A gang of us from Dundrum in south Dublin had driven down to run the Leinster Cross Country. It was December 1994, and just home from a running scholarship in America, this was my race to lose. Which I did, badly, letting some local runner get away on the last lap, and ending up fourth, disgusted with myself.
Not long after, we sat in the back of the car untying our spikes when Greg Allen came on RTÉ radio, live from Alnwick, in the north of England. McKiernan had just won the gold medal, jousting with Spain’s Julia Vaquero down the homestretch, her victory margin a mere second. It was an inspired and inspiring run on many levels: the European Cross Country, as McKiernan had just proved, was winnable, certainly worth aspiring towards.
That’s also why, in 1994, when the European Cross Country first came to life, it was about giving runners born on this continent their fair shot at glory, at a time when the World Cross Country had effectively been reduced to a parade of African runners, with still rare exception.
Over the passage of time, however, the European Cross Country changed face again, and since 2013, both the senior men’s and senior women’s races have been regularly won by African-born athletes: Alemayehu Bezabeh from Ethiopia, who won for Spain in 2013, and Kenya’s Polat Kemboi Arikan and Ali Kaya, who won for Turkey in 2014 and 2015. That 2015 women’s title went to Sifan Hassan from Ethiopia, now running for the Netherlands, and for the last three years the women’s title was won by Yasemin Can, the Kenyan woman running for Turkey, despite neither living nor ever even training there.
That situation eventually forced World Athletics, the governing body of the sport, to close a loophole in the rules which allowed for any switching of allegiance to be fast-tracked, provided both countries involved agreed.
Gidey’s case and inclusion in the Irish team for Sunday, as unavoidably comparable as it might be, couldn’t be further removed or more different. Because his is a case not of switching nationality, but finding one, and without applying any undue pressure or expectation can for others be certainly worth aspiring towards.

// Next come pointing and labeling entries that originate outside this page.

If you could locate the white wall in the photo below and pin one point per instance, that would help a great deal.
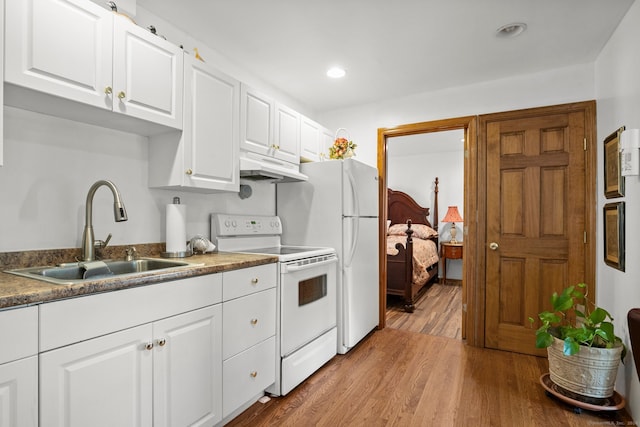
(618, 96)
(415, 175)
(558, 86)
(50, 164)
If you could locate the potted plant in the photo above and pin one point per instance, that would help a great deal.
(584, 352)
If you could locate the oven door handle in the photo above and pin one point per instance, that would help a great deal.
(290, 268)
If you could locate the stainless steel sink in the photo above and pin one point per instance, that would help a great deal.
(79, 272)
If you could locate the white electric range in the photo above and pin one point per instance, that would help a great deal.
(306, 333)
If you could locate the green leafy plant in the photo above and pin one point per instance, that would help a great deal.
(573, 321)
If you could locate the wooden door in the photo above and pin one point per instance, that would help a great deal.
(536, 217)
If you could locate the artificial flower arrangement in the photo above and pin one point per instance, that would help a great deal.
(342, 148)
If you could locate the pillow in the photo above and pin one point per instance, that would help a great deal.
(421, 231)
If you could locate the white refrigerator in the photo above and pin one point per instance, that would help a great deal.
(338, 207)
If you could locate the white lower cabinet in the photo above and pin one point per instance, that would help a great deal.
(164, 373)
(163, 369)
(19, 367)
(249, 326)
(106, 381)
(186, 369)
(19, 393)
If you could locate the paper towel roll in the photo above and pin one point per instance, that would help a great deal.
(176, 228)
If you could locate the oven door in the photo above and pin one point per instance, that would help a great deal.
(308, 300)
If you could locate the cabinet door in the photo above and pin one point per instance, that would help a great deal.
(309, 139)
(211, 137)
(104, 381)
(60, 47)
(188, 369)
(19, 393)
(256, 122)
(287, 134)
(147, 75)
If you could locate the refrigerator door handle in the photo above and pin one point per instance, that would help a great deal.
(354, 192)
(354, 240)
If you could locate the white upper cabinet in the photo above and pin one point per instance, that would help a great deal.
(326, 141)
(75, 50)
(268, 128)
(147, 75)
(256, 121)
(205, 155)
(310, 133)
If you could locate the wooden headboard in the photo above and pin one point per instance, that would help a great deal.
(402, 207)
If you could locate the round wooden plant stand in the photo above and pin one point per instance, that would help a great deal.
(580, 402)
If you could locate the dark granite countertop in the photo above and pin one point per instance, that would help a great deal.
(17, 291)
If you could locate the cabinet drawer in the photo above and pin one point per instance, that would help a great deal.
(453, 251)
(248, 374)
(247, 321)
(73, 320)
(246, 281)
(18, 333)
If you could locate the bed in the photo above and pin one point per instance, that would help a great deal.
(412, 247)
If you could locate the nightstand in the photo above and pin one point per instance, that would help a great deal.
(449, 250)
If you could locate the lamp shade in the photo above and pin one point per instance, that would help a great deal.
(452, 215)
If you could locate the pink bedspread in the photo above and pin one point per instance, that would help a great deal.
(425, 254)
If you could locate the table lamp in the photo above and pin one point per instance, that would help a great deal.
(452, 216)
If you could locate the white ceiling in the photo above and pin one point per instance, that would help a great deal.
(392, 48)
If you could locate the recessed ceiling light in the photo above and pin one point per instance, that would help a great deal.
(336, 72)
(511, 30)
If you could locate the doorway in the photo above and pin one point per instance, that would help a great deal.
(468, 126)
(429, 168)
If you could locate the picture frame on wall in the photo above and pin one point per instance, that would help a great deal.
(613, 180)
(614, 255)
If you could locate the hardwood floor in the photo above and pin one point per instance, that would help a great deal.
(438, 312)
(402, 378)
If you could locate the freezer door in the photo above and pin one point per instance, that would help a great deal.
(360, 284)
(360, 189)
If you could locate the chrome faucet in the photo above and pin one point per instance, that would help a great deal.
(89, 244)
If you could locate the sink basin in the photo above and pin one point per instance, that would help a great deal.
(70, 273)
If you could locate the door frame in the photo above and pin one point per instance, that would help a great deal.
(471, 299)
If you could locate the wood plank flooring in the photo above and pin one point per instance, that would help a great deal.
(438, 312)
(402, 378)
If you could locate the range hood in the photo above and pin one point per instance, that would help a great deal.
(257, 167)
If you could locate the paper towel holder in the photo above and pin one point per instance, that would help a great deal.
(179, 254)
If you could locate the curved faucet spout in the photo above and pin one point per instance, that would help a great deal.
(119, 212)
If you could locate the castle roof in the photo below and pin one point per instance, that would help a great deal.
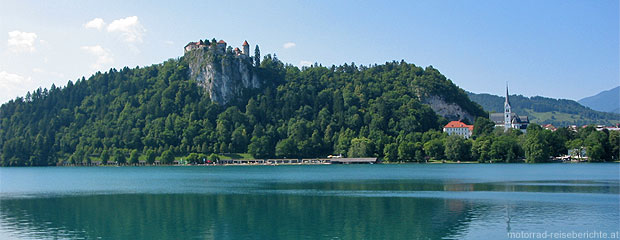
(459, 124)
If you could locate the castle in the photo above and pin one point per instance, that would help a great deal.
(220, 46)
(509, 119)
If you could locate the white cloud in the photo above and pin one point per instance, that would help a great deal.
(21, 41)
(96, 23)
(305, 63)
(129, 28)
(104, 58)
(50, 73)
(12, 85)
(289, 45)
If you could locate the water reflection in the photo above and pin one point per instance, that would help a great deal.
(356, 202)
(176, 216)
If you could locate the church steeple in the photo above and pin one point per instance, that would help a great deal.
(507, 112)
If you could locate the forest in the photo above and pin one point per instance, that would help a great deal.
(543, 110)
(157, 113)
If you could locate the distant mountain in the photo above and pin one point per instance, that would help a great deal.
(605, 101)
(215, 100)
(542, 110)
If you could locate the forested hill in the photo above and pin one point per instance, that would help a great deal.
(159, 111)
(542, 110)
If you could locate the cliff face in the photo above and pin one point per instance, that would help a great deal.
(223, 76)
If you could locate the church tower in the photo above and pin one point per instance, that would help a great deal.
(246, 48)
(507, 112)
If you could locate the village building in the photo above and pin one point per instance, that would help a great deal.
(195, 45)
(459, 128)
(509, 119)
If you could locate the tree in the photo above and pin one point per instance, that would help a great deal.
(434, 148)
(595, 146)
(150, 156)
(390, 152)
(614, 142)
(483, 126)
(105, 157)
(260, 147)
(167, 157)
(194, 158)
(456, 148)
(119, 156)
(256, 56)
(537, 148)
(406, 151)
(360, 147)
(213, 158)
(286, 148)
(134, 157)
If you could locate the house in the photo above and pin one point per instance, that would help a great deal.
(509, 119)
(459, 128)
(220, 47)
(550, 127)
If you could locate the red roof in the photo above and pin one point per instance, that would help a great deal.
(459, 124)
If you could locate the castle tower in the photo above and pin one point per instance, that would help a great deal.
(221, 46)
(246, 48)
(507, 112)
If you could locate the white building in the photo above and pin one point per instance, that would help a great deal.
(509, 119)
(459, 128)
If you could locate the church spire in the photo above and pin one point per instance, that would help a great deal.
(507, 112)
(507, 101)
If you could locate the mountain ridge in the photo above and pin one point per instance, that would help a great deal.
(162, 110)
(544, 110)
(604, 101)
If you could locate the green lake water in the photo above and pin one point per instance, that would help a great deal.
(417, 201)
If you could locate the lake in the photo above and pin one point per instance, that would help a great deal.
(409, 201)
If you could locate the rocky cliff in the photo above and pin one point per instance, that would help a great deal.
(224, 76)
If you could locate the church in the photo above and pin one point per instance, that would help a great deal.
(509, 119)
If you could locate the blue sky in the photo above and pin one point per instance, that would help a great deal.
(560, 49)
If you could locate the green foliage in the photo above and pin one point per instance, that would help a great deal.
(119, 157)
(150, 156)
(434, 149)
(542, 110)
(134, 157)
(213, 157)
(390, 152)
(537, 148)
(105, 157)
(167, 157)
(360, 147)
(483, 126)
(310, 112)
(457, 148)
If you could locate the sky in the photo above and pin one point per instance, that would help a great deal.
(554, 48)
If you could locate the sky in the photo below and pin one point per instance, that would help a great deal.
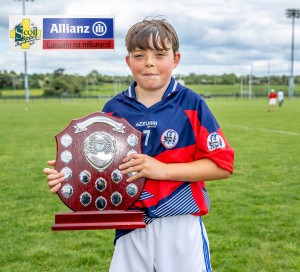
(216, 36)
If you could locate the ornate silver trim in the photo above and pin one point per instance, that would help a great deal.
(101, 203)
(131, 189)
(85, 199)
(67, 190)
(100, 150)
(116, 126)
(101, 184)
(68, 172)
(66, 140)
(116, 176)
(116, 198)
(66, 156)
(85, 176)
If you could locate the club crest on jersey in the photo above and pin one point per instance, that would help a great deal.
(215, 141)
(169, 138)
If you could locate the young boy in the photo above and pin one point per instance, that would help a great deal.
(183, 146)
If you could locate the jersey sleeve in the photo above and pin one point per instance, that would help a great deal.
(211, 142)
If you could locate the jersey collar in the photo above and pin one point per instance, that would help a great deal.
(172, 88)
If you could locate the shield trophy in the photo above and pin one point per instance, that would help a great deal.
(89, 152)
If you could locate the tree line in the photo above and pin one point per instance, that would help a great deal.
(59, 83)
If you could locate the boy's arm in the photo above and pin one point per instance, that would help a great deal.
(148, 167)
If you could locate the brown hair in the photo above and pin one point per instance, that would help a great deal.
(161, 32)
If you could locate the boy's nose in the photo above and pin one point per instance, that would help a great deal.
(149, 63)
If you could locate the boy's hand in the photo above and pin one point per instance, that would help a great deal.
(146, 166)
(54, 179)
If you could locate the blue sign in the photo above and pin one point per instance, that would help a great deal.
(78, 28)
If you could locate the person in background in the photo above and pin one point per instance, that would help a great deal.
(280, 97)
(272, 100)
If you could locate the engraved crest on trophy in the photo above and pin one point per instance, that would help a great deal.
(89, 152)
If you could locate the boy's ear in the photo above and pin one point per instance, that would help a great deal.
(176, 59)
(127, 59)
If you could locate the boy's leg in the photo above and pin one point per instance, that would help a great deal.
(134, 252)
(181, 245)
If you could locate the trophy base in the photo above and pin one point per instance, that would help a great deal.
(116, 219)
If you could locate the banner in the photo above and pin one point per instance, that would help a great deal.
(36, 32)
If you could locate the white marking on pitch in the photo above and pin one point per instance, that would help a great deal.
(266, 130)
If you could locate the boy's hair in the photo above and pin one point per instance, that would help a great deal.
(161, 32)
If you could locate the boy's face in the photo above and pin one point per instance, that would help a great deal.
(152, 68)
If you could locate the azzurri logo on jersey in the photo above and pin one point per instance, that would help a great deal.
(169, 138)
(215, 141)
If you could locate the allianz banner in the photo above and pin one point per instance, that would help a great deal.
(36, 32)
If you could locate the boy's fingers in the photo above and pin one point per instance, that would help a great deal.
(51, 163)
(55, 188)
(49, 171)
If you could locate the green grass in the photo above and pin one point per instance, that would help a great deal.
(253, 224)
(110, 89)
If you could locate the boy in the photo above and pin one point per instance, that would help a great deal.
(183, 145)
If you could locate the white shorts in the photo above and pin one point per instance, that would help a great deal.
(169, 244)
(272, 101)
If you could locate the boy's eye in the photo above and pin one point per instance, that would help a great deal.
(160, 53)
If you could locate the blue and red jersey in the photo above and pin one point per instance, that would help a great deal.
(179, 128)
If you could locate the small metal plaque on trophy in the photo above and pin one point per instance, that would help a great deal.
(89, 152)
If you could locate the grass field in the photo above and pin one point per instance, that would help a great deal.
(254, 221)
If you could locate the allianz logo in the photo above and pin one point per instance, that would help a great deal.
(98, 28)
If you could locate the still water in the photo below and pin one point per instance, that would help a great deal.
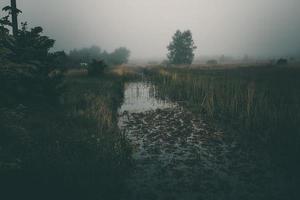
(176, 154)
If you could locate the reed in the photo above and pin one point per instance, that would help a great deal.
(260, 104)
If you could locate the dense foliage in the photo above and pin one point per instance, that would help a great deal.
(87, 55)
(181, 49)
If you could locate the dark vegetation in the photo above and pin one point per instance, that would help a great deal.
(87, 55)
(58, 134)
(181, 49)
(258, 105)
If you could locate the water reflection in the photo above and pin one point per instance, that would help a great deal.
(141, 97)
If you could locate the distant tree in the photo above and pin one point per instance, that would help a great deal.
(86, 55)
(119, 56)
(96, 67)
(212, 62)
(282, 61)
(181, 49)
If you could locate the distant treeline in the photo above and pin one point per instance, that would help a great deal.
(87, 55)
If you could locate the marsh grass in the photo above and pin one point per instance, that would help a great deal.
(261, 104)
(69, 151)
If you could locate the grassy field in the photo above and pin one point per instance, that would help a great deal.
(69, 150)
(260, 104)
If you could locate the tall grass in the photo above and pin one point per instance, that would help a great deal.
(261, 104)
(69, 151)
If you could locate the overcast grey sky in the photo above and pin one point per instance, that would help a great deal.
(230, 27)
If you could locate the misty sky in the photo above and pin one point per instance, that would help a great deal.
(230, 27)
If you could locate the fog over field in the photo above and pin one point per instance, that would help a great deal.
(230, 27)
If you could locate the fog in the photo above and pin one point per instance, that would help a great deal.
(230, 27)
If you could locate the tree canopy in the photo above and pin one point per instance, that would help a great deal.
(181, 49)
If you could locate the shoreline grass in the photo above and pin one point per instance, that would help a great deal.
(69, 151)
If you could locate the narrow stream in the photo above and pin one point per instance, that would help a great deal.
(177, 155)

It’s just two years since Gidey arrived in Ireland from his native Eritrea, via a series of refugee camps including several extended months in the northern French port city of Calais, an ordeal only he can ever fully understand. From there he quickly settled into his new surrounds at Le Chéile Secondary School in Tyrellstown, west Dublin, and where his aptitude for distance running was first discovered, also under the careful nurturing of Joe Cooper and Noel Guiden at Clonliffe Harriers.
Within a few months of his arrival, Gidey won an Irish Schools Cross Country in Waterford. In May 2018, he created his own special piece of Schools Athletics history when lapping the entire field to win the senior boys 5,000m at the Leinster championships in Santry, clocking 15:24.43. Last May, he broke the 39-year-old championship record going all the way back to 1980, winning in 14:34:22, before collecting another All-Ireland title on the track in Tullamore.
When I saw him win the Irish Schools Cross Country last March, staged over the flatly spacious grounds of Clongowes Wood College in Co Kildare, it was clear Gidey’s impact and influence went beyond his running, many of his classmates there to embrace him at the finish as one of their own. It was an extraordinary moment of both inclusion and integration and not just in the sporting sense.
With his refugee status and residency papers in hand, Athletics Ireland secured a Schengen Visa which allowed him to travel and compete in Lisbon, his Irish passport forthcoming. Last week he was named the Irish Schools athlete of 2019 at the Athletics Ireland awards, further recognition of finding not just his new nationality but his new home.